Prokuratura Generalna Ukrainy postawiła byłemu generałowi MSW Ołeksijowi Pukaczowi zarzut umyślnego zabójstwa opozycyjnego dziennikarza Georgia Gongadzego. Do brutalnego mordu doszło w 2000 roku.
"Śledztwo ustaliło, że Ołeksij Pukacz (...) w okresie od maja do września 2000 roku nadużył władzy i przekroczył swe uprawnienia służbowe w stosunku do działacza społecznego Ołeksandra Podolskiego [prześladowanego wówczas przez władze współpracownika Gongadzego - red.], oraz dziennikarza Georgija Gongadzego i popełnił umyślne zabójstwo tego ostatniego" - czytamy w opublikowanej w piątek decyzji prokuratury.
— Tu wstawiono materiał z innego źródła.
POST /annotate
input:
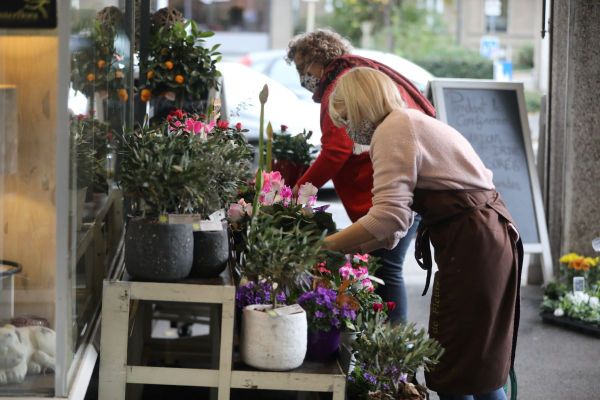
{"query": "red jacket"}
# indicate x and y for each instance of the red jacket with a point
(352, 174)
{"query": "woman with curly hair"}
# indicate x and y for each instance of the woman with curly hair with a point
(321, 57)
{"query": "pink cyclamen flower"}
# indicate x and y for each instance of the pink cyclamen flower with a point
(305, 192)
(362, 257)
(236, 212)
(346, 271)
(193, 126)
(286, 195)
(361, 272)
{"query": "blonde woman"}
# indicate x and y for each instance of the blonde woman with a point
(423, 165)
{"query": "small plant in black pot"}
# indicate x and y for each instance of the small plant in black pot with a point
(190, 168)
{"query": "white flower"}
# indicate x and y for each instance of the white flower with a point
(578, 297)
(236, 212)
(559, 312)
(305, 192)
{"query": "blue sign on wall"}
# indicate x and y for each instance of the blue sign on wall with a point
(489, 46)
(28, 14)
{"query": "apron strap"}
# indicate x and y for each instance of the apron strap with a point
(423, 254)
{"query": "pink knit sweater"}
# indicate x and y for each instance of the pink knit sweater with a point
(412, 150)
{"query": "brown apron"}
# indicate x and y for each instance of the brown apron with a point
(474, 310)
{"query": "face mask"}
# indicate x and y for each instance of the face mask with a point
(363, 134)
(309, 82)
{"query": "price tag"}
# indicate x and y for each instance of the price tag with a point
(288, 310)
(578, 284)
(596, 244)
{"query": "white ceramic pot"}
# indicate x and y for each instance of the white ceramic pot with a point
(273, 343)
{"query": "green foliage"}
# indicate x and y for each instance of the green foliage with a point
(294, 148)
(524, 57)
(170, 171)
(455, 62)
(282, 256)
(97, 67)
(178, 63)
(91, 139)
(533, 100)
(387, 356)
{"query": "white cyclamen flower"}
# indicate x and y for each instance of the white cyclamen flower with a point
(305, 192)
(559, 312)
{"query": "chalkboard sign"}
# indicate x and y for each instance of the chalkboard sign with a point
(491, 116)
(28, 14)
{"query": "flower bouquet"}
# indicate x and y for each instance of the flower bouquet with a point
(325, 315)
(572, 301)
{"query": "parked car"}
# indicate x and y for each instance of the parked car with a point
(239, 96)
(272, 63)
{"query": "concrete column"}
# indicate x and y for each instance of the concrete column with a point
(574, 139)
(282, 24)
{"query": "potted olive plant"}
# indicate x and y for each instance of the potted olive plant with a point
(230, 167)
(387, 359)
(292, 154)
(275, 338)
(172, 171)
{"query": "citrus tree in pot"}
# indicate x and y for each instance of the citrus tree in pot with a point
(275, 338)
(170, 171)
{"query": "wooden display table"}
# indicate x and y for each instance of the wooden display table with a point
(116, 370)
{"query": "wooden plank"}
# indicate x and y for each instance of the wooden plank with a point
(177, 292)
(173, 376)
(226, 351)
(339, 388)
(282, 381)
(115, 323)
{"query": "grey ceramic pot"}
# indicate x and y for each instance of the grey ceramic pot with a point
(158, 252)
(211, 253)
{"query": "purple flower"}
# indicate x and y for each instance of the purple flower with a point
(370, 378)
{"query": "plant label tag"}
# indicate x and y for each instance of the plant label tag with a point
(188, 219)
(596, 244)
(578, 284)
(206, 225)
(217, 215)
(288, 310)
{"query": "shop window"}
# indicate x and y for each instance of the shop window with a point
(496, 16)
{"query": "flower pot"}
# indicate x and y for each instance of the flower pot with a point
(273, 343)
(211, 253)
(322, 346)
(158, 252)
(290, 171)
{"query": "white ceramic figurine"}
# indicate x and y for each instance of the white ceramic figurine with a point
(26, 350)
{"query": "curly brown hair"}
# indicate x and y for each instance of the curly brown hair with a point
(321, 46)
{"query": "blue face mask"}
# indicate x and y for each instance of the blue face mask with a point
(309, 82)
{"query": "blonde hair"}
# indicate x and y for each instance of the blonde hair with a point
(363, 93)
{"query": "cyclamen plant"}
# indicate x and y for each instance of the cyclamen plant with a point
(323, 311)
(256, 293)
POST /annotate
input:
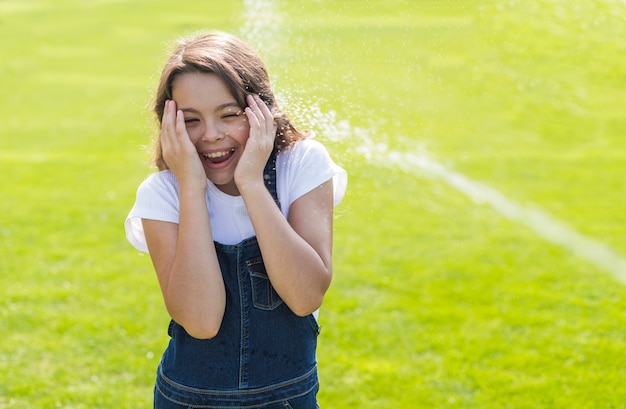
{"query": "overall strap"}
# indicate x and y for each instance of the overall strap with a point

Prokuratura generalna przekazała już akt oskarżenia Pukacza do sądu.
Według ustaleń śledztwa Pukacz kierował grupą oficerów milicji, którzy porwali Gongadzego. Obecnie trzech z nich odsiaduje długoletnie wyroki więzienia. Pukacz miał osobiście zamordować Gongadzego, dusząc go paskiem.
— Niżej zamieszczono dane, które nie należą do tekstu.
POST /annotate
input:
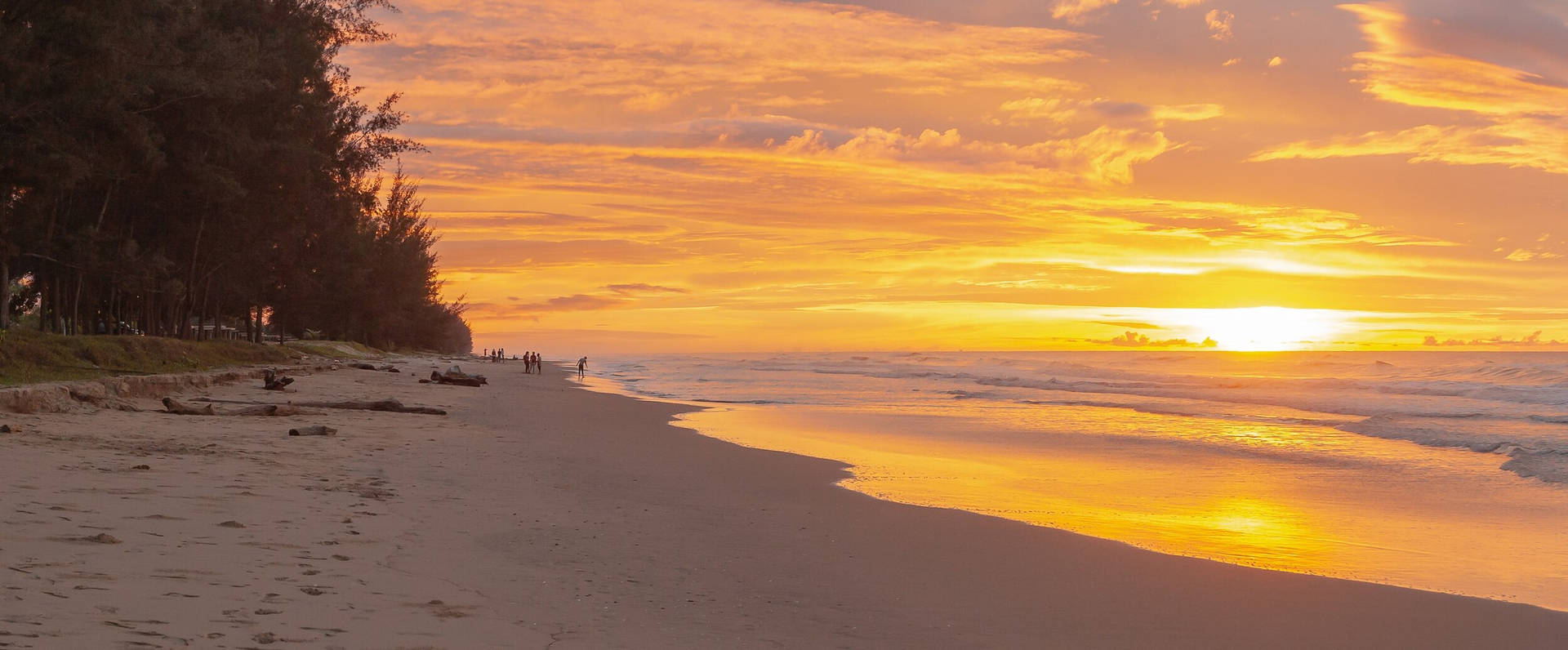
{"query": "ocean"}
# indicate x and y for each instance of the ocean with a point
(1424, 469)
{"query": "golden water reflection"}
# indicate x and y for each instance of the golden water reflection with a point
(1245, 494)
Pukacz został zatrzymany w lipcu 2009 roku, po sześciu latach poszukiwań. Tuż po aresztowaniu wskazał miejsce, gdzie ukryto głowę Gongadzego.
Prezydent odrzuca oskarżenia
Gongadze, dziennikarz niezależnej gazety internetowej "Ukrainska Prawda", który tropił korupcję władz, zaginął we wrześniu 2000 roku. Dwa miesiące później jego pozbawione głowy ciało odnaleziono w lesie w okolicach Kijowa.
W sprawie został oskarżony również były prezydent Ukrainy Leonid Kuczma. Zarzuty wobec Kuczmy prokuratura opiera m.in. na zeznaniach jego byłego ochroniarza, majora Mykoły Melnyczenki. W 2000 roku opublikował on wykonane z podsłuchu w gabinecie prezydenckim nagrania, na których słychać, jak Kuczma w gniewie mówi, że należy pozbyć się Gongadzego.
Były prezydent konsekwentnie zaprzecza, by zlecał zabicie dziennikarza.